Various versions of MAMBA has been crawling through both chambers of Congress since 2017. It is designed to update Internal Revenue Service regulations governing aggie bonds and spur the development of light manufacturing industries in underpopulated areas.
Attempts to attach it to a major Farm Bill have failed as have efforts to write new agriculture legislation.
The Agriculture Improvement Act of 2018 was the last major piece of passed legislation related to farming and has been extended numerous times. It's currently set to expire Sept. 30.
According to the CDFA, over the past decade, Industrial Development Bonds, also known as manufacturing bonds and aggie bond issuances "have substantially declined due in major part to the outdated rules and regulations that govern the use of these bonds."
The IRS rules governing IDBs date back to 1986.
The current version of MAMBA would expand the definition of a "manufacturing facility," eliminate restrictions on "directly related and ancillary facilities," and increase the maximum IDB size limitation to $30 million from $10 million, indexed to inflation.
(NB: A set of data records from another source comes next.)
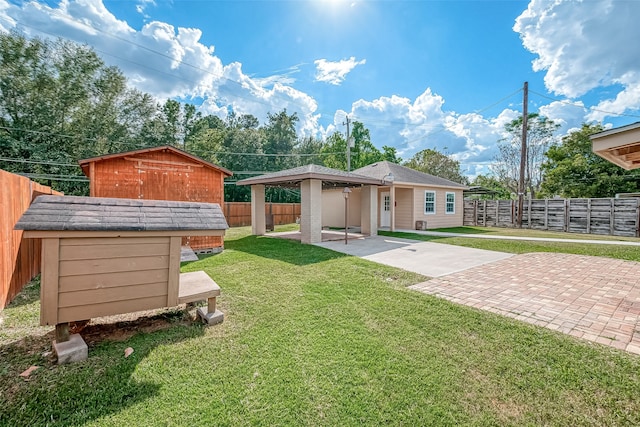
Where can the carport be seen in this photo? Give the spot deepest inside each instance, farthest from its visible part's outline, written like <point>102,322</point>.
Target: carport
<point>619,145</point>
<point>312,179</point>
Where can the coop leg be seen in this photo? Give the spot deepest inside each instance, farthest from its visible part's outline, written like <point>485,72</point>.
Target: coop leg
<point>62,332</point>
<point>212,316</point>
<point>69,347</point>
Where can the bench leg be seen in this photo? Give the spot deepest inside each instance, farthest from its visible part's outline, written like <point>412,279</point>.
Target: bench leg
<point>212,316</point>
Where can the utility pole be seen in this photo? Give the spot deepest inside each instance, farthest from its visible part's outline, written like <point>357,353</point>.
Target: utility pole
<point>348,145</point>
<point>523,152</point>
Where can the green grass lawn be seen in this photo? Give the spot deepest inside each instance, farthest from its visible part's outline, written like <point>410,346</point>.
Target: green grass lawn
<point>313,337</point>
<point>630,253</point>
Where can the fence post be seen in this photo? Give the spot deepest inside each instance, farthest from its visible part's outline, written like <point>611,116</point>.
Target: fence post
<point>484,214</point>
<point>475,212</point>
<point>546,214</point>
<point>512,212</point>
<point>637,219</point>
<point>612,217</point>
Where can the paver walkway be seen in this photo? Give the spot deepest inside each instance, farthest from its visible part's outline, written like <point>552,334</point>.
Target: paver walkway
<point>593,298</point>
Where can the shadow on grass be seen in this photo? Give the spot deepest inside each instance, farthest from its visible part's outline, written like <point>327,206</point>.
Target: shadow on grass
<point>77,393</point>
<point>284,250</point>
<point>465,230</point>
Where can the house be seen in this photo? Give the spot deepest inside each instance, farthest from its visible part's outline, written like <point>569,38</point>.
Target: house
<point>619,145</point>
<point>159,173</point>
<point>407,199</point>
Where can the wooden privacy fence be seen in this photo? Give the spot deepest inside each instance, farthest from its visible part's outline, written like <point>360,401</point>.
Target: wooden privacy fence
<point>19,258</point>
<point>615,217</point>
<point>238,214</point>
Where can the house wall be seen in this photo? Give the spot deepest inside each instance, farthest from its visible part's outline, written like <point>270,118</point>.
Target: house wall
<point>440,218</point>
<point>160,175</point>
<point>404,208</point>
<point>333,208</point>
<point>102,276</point>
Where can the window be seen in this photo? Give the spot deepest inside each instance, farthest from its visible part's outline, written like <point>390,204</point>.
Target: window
<point>451,203</point>
<point>429,202</point>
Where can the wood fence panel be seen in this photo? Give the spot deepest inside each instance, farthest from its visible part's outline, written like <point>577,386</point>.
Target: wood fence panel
<point>617,217</point>
<point>19,258</point>
<point>238,214</point>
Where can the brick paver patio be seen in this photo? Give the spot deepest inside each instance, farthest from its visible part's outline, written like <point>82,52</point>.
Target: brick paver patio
<point>594,298</point>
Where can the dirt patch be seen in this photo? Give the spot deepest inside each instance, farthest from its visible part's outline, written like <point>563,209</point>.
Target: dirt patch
<point>124,326</point>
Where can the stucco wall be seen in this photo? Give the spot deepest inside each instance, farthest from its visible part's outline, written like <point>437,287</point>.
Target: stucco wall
<point>440,218</point>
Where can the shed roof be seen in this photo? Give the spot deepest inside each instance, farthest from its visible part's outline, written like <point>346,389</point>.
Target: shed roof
<point>70,213</point>
<point>404,174</point>
<point>84,163</point>
<point>293,177</point>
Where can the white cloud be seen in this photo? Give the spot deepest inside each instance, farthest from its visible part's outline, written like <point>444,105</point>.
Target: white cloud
<point>583,46</point>
<point>335,72</point>
<point>414,125</point>
<point>163,60</point>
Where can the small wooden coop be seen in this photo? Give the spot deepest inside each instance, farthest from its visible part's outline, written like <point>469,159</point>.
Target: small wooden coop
<point>106,256</point>
<point>160,173</point>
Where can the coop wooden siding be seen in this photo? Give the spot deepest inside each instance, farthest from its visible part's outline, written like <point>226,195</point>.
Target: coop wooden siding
<point>107,276</point>
<point>160,175</point>
<point>19,257</point>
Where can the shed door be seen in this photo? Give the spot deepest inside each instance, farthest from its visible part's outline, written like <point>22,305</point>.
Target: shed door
<point>385,209</point>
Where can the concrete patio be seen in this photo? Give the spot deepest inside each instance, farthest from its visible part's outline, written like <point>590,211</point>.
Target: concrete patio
<point>593,298</point>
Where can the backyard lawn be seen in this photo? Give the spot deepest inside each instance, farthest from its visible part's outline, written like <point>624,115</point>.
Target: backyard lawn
<point>313,337</point>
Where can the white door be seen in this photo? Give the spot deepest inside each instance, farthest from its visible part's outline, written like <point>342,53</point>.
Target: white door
<point>385,209</point>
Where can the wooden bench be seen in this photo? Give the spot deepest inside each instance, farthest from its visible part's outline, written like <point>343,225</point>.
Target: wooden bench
<point>198,286</point>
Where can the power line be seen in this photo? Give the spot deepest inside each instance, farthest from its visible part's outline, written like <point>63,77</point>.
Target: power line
<point>573,104</point>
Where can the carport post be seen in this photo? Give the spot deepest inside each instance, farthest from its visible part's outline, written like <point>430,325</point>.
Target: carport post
<point>311,211</point>
<point>258,226</point>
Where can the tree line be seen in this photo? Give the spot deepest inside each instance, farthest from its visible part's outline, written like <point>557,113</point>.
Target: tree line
<point>60,103</point>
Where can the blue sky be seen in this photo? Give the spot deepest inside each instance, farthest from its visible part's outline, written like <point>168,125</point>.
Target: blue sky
<point>419,74</point>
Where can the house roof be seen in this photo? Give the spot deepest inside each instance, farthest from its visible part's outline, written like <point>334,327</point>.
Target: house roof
<point>84,163</point>
<point>405,175</point>
<point>293,177</point>
<point>619,145</point>
<point>70,213</point>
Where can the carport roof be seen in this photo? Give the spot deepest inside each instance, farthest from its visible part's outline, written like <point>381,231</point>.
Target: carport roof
<point>293,177</point>
<point>619,145</point>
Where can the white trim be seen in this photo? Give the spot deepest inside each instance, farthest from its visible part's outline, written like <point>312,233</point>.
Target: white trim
<point>424,202</point>
<point>446,203</point>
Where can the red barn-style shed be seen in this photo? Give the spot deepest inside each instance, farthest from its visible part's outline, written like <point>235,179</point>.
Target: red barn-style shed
<point>159,173</point>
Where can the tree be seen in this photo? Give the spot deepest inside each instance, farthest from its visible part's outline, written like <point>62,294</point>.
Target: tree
<point>540,137</point>
<point>390,154</point>
<point>363,152</point>
<point>572,169</point>
<point>433,162</point>
<point>280,138</point>
<point>59,103</point>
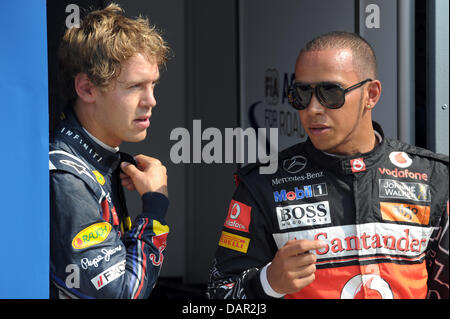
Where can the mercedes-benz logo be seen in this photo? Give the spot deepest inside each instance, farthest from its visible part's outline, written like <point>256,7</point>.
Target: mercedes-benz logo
<point>295,164</point>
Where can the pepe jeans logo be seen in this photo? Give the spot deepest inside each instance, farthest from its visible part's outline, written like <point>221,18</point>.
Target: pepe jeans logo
<point>295,164</point>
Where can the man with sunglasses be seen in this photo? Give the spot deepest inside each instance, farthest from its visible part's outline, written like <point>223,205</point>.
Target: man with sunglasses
<point>350,213</point>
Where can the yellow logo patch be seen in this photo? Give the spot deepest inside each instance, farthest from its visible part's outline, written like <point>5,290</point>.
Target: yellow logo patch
<point>91,235</point>
<point>99,177</point>
<point>234,242</point>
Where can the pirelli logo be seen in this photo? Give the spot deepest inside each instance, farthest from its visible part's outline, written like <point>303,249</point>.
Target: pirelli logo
<point>234,242</point>
<point>401,212</point>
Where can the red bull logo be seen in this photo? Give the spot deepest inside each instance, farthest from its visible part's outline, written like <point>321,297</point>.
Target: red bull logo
<point>160,242</point>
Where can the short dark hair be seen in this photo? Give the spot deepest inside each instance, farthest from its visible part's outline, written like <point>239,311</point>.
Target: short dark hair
<point>364,59</point>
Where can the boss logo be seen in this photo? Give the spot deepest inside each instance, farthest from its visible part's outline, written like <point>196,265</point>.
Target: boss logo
<point>303,215</point>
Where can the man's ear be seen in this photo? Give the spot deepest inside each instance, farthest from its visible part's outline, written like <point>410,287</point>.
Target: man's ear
<point>85,89</point>
<point>373,93</point>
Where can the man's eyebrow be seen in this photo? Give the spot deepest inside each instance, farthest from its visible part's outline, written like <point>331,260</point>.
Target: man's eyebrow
<point>135,82</point>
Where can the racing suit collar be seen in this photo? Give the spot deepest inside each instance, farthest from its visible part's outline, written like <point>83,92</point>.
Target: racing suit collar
<point>74,134</point>
<point>353,164</point>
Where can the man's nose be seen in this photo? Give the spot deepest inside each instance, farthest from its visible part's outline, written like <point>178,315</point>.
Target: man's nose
<point>148,99</point>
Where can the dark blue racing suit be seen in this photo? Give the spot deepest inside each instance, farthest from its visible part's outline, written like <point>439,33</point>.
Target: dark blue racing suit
<point>95,251</point>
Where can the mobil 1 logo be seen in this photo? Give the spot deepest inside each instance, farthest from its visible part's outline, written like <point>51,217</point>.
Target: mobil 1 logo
<point>311,214</point>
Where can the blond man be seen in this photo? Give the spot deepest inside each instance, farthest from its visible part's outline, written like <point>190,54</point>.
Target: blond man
<point>110,66</point>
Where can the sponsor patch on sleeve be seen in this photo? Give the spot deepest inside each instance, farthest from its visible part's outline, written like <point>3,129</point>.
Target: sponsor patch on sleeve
<point>91,235</point>
<point>239,216</point>
<point>234,242</point>
<point>402,212</point>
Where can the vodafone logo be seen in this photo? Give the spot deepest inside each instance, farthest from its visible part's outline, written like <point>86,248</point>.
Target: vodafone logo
<point>400,159</point>
<point>235,211</point>
<point>367,287</point>
<point>358,165</point>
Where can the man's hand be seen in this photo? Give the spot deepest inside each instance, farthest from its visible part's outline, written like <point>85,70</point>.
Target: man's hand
<point>149,175</point>
<point>293,266</point>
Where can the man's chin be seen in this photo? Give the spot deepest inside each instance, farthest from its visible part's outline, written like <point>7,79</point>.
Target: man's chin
<point>136,138</point>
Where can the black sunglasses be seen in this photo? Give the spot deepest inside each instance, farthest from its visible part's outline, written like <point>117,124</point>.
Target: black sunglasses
<point>330,95</point>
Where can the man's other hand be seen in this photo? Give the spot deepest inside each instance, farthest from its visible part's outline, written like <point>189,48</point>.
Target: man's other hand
<point>149,175</point>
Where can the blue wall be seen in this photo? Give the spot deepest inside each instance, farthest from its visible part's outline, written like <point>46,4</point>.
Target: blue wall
<point>24,191</point>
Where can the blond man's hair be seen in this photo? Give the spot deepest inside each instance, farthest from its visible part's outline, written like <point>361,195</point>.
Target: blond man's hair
<point>102,42</point>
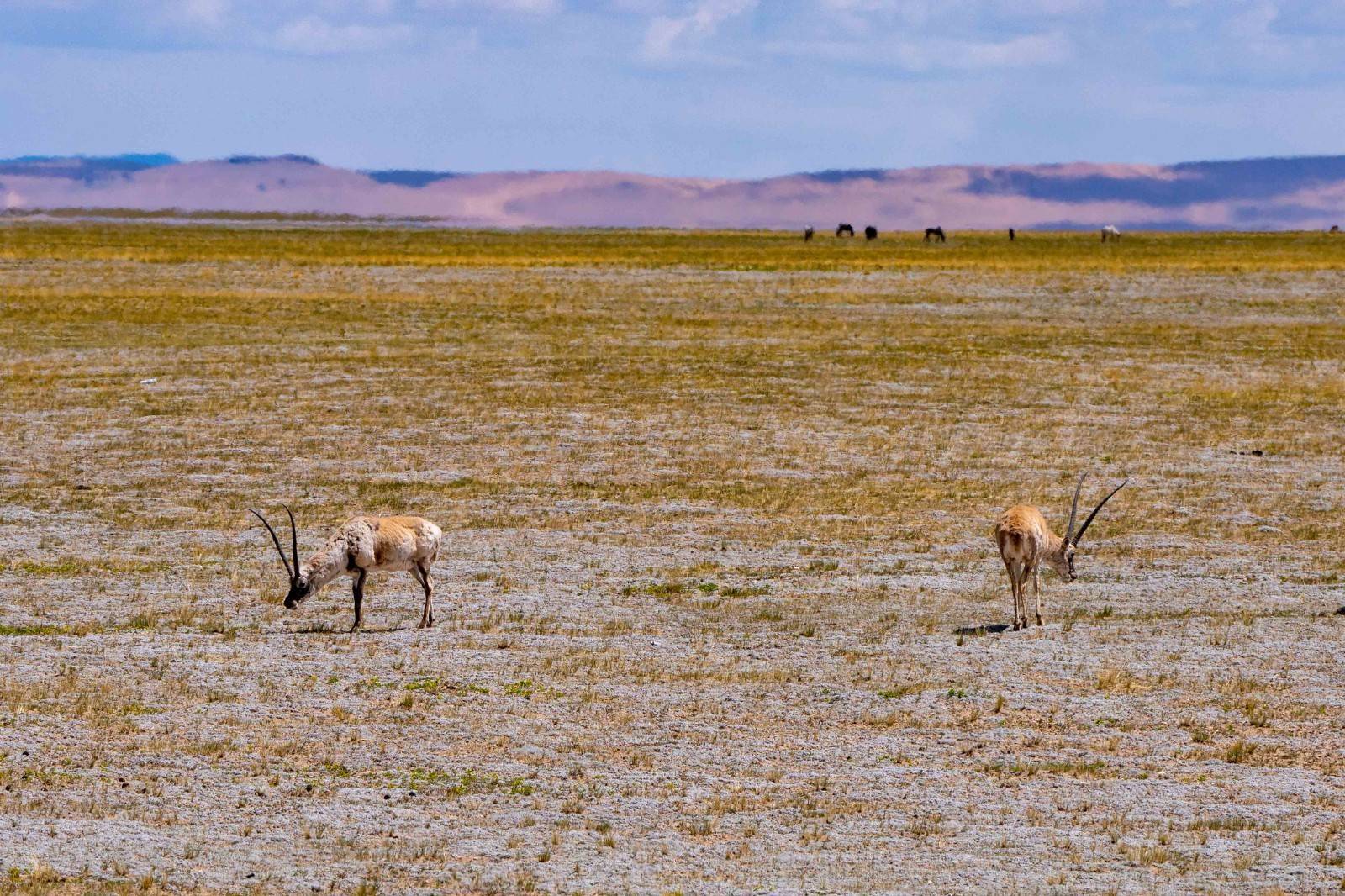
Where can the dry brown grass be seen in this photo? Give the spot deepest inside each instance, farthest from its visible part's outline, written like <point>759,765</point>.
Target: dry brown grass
<point>716,512</point>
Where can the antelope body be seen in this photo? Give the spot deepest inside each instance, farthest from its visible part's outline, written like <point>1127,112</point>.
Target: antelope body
<point>1026,541</point>
<point>360,546</point>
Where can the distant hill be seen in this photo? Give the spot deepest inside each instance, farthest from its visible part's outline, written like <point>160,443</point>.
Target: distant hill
<point>1255,194</point>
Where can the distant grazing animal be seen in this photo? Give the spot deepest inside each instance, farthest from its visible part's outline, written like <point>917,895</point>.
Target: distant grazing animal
<point>363,546</point>
<point>1026,540</point>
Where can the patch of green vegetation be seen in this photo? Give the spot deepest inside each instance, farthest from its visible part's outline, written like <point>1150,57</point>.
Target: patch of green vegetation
<point>522,688</point>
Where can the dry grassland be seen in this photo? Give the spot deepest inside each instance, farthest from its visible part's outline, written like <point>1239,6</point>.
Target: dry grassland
<point>716,508</point>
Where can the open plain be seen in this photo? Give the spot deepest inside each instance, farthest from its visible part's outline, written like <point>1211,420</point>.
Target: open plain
<point>717,566</point>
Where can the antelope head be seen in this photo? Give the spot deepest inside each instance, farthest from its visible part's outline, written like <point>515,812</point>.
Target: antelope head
<point>1064,560</point>
<point>299,586</point>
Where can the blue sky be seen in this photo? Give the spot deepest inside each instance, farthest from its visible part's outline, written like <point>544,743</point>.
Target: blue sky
<point>719,87</point>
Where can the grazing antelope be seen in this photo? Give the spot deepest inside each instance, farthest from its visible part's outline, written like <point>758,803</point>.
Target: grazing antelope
<point>363,546</point>
<point>1026,540</point>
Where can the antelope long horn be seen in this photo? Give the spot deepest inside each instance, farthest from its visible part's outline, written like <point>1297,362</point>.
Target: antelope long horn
<point>1084,528</point>
<point>293,540</point>
<point>275,540</point>
<point>1073,510</point>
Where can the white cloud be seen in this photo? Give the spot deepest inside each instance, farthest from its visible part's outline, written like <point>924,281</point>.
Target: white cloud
<point>316,37</point>
<point>208,13</point>
<point>666,33</point>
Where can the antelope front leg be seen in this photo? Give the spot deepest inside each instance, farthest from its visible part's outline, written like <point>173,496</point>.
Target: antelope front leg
<point>1036,589</point>
<point>360,599</point>
<point>1022,593</point>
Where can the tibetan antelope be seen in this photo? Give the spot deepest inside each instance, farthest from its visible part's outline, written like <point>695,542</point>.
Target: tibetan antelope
<point>1026,540</point>
<point>363,546</point>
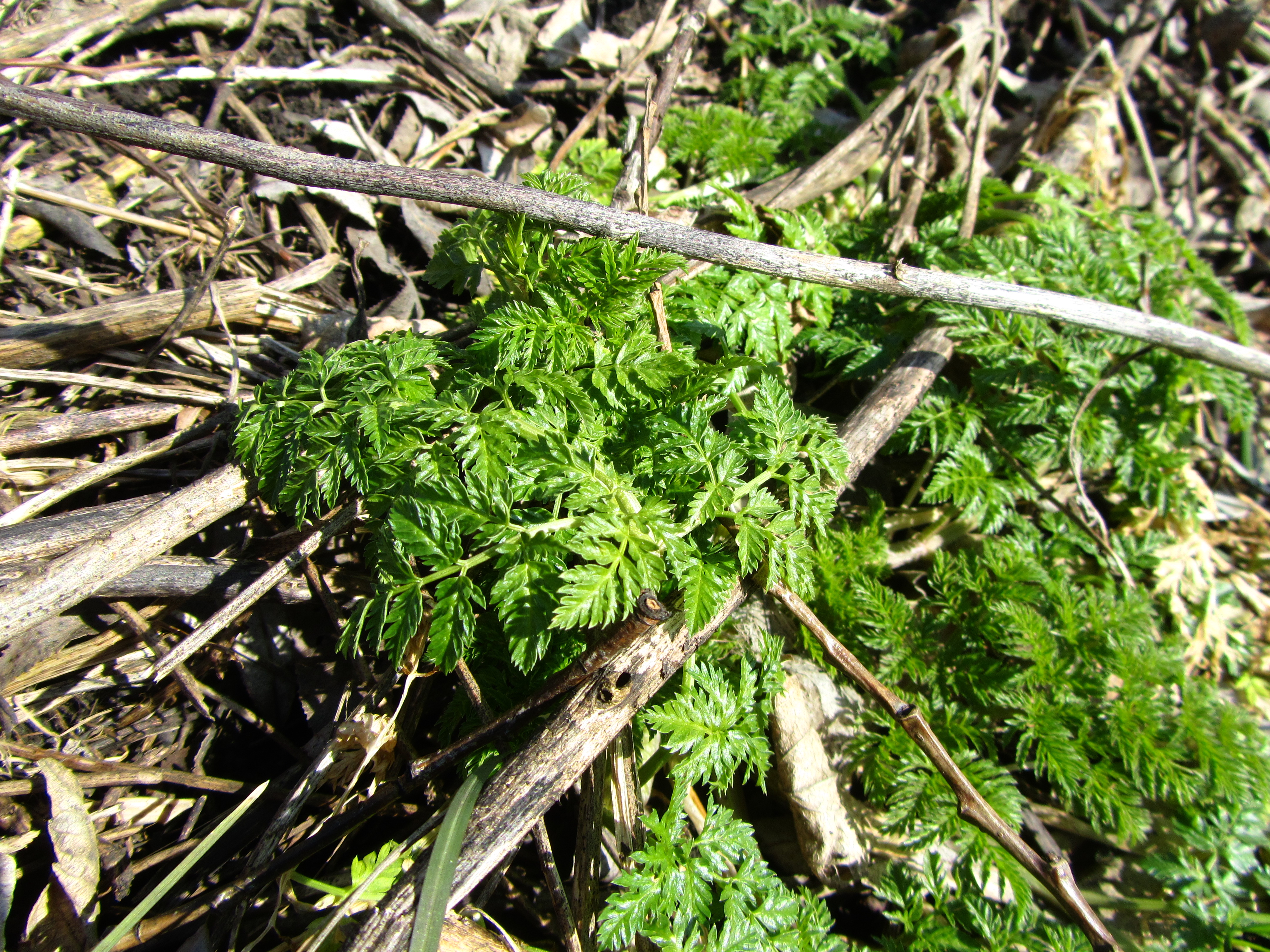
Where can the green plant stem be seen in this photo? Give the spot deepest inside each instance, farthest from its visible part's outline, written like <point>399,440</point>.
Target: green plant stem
<point>172,879</point>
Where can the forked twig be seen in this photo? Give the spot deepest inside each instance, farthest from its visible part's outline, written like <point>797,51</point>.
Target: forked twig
<point>233,225</point>
<point>601,103</point>
<point>1056,873</point>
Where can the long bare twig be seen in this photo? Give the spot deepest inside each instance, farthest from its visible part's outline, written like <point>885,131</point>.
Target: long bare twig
<point>440,186</point>
<point>1055,873</point>
<point>249,596</point>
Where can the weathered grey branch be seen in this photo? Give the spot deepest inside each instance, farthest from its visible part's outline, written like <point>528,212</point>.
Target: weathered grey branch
<point>72,427</point>
<point>249,596</point>
<point>92,566</point>
<point>175,577</point>
<point>55,535</point>
<point>1056,873</point>
<point>440,186</point>
<point>900,403</point>
<point>93,329</point>
<point>877,418</point>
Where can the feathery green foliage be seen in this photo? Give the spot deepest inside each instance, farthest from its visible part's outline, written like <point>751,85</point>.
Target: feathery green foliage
<point>556,467</point>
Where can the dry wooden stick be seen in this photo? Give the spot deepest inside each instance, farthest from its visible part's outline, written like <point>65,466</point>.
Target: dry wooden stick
<point>233,225</point>
<point>1000,48</point>
<point>584,128</point>
<point>636,168</point>
<point>1056,874</point>
<point>54,535</point>
<point>122,386</point>
<point>121,464</point>
<point>111,771</point>
<point>92,331</point>
<point>903,233</point>
<point>92,566</point>
<point>253,593</point>
<point>877,418</point>
<point>542,772</point>
<point>559,901</point>
<point>98,423</point>
<point>431,185</point>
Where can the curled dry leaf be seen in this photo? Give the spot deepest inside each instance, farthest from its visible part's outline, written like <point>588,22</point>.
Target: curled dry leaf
<point>63,917</point>
<point>828,836</point>
<point>375,737</point>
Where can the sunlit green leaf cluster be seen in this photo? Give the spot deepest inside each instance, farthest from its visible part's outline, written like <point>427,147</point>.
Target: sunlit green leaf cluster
<point>556,467</point>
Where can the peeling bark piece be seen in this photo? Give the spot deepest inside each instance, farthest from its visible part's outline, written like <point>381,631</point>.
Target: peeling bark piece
<point>176,577</point>
<point>37,645</point>
<point>92,566</point>
<point>72,427</point>
<point>93,329</point>
<point>72,223</point>
<point>63,916</point>
<point>828,836</point>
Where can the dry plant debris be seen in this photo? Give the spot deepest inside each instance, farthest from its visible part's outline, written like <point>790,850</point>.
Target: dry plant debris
<point>359,479</point>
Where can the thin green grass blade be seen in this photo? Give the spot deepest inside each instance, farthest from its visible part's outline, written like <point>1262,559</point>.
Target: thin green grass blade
<point>172,879</point>
<point>435,895</point>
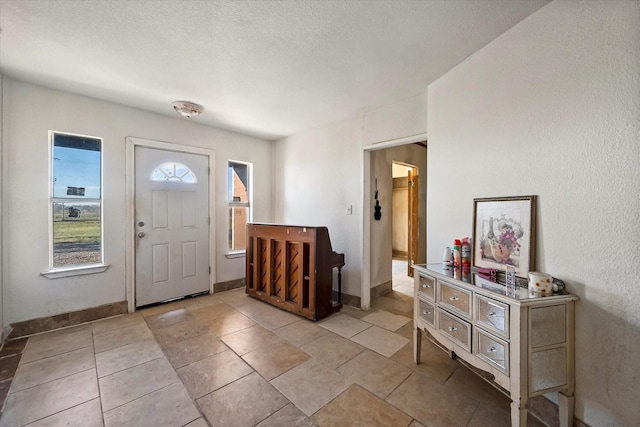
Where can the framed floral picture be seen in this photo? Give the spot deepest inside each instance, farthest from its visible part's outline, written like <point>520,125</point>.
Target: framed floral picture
<point>504,230</point>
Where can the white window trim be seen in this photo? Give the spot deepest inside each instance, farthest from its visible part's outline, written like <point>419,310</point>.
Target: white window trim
<point>80,269</point>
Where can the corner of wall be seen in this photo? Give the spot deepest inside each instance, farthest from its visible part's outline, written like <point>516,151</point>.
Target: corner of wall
<point>2,193</point>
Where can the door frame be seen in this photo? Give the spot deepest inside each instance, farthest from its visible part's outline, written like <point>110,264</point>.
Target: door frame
<point>367,211</point>
<point>130,241</point>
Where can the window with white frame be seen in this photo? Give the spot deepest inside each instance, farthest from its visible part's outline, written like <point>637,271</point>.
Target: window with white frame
<point>239,190</point>
<point>75,201</point>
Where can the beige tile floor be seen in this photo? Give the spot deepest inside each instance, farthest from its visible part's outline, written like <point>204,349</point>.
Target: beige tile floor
<point>229,360</point>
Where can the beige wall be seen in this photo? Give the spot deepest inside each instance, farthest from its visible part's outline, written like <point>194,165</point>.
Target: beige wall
<point>29,112</point>
<point>552,108</point>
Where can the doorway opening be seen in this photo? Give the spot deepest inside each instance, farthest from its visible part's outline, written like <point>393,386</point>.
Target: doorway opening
<point>377,274</point>
<point>404,225</point>
<point>169,239</point>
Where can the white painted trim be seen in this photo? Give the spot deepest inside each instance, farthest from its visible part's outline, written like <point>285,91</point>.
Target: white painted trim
<point>365,291</point>
<point>236,254</point>
<point>75,271</point>
<point>130,261</point>
<point>395,142</point>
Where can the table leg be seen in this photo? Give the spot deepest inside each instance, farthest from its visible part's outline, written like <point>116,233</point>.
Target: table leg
<point>417,344</point>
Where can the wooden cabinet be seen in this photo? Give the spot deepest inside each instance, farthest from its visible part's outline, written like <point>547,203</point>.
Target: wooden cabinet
<point>291,267</point>
<point>526,342</point>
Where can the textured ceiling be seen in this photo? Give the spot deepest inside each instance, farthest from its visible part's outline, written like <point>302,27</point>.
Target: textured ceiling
<point>263,68</point>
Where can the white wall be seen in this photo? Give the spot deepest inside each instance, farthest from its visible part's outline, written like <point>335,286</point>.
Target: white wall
<point>29,112</point>
<point>317,174</point>
<point>552,108</point>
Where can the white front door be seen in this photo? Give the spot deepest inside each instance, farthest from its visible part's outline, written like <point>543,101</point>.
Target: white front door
<point>171,224</point>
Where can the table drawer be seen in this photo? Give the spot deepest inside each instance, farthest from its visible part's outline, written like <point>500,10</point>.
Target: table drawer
<point>455,299</point>
<point>455,328</point>
<point>427,312</point>
<point>426,287</point>
<point>492,350</point>
<point>492,315</point>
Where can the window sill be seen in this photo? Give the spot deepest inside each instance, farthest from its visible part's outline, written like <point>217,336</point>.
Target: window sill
<point>236,254</point>
<point>74,271</point>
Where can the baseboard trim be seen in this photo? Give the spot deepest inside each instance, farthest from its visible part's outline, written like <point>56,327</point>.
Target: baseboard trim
<point>73,318</point>
<point>231,284</point>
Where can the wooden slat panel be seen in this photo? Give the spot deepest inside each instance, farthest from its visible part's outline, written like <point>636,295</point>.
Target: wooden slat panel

It would also increase the limitation on small issue bond proceeds for first-time farmers to $1 million, indexed to inflation.
"It's time to cut the red tape and give our farmers, small manufacturers, and rural lenders room to grow," said Sen. Ernst, R-Iowa.
"My bipartisan MAMBA legislation's commonsense updates will do that by driving new investment and making it easier for beginning farmers and manufacturers to access capital and grow their businesses," said Senator Ernst.
Sen. Mark Warner, D-Va., joins Ernst as a co-sponsor of the bill, which also is drawing support from the Bond Dealers of America.
"This commonsense and bipartisan legislation will embolden small manufacturers and first-time farmers in a time when investment in rural America is needed more than ever," said BDA.
"It has been over 30 years since these bonds have been modernized, causing stagnation in these respective industries. We call on Congress to advance this overdue legislation."
Aggie bonds are usually tax-exempt, and the lenders are typically smaller agricultural banks who utilize state development agencies as a conduit. Below market rates are used to finance land, buildings, livestock, machinery, and refinancing existing debt.
The IRS classifies aggie bonds as private activity bonds designed to assist "first time farmers," who do not own "substantial farmland" and have not received financing for an amount that when added to a current financing exceeds $250,000.
MAMBA is written to help farmers new to the agriculture industry and businesses looking for lower than market credit in sparsely populated areas. Changing the definition of manufacturing facility in the tax code would open the door for makers of microchips and software.
The bill would allow up to a quarter of bond proceeds to be used for facilities that are located on or near the same site while aligning aggie bond definitions with the U.S. Department of Agriculture Farm Service Agency.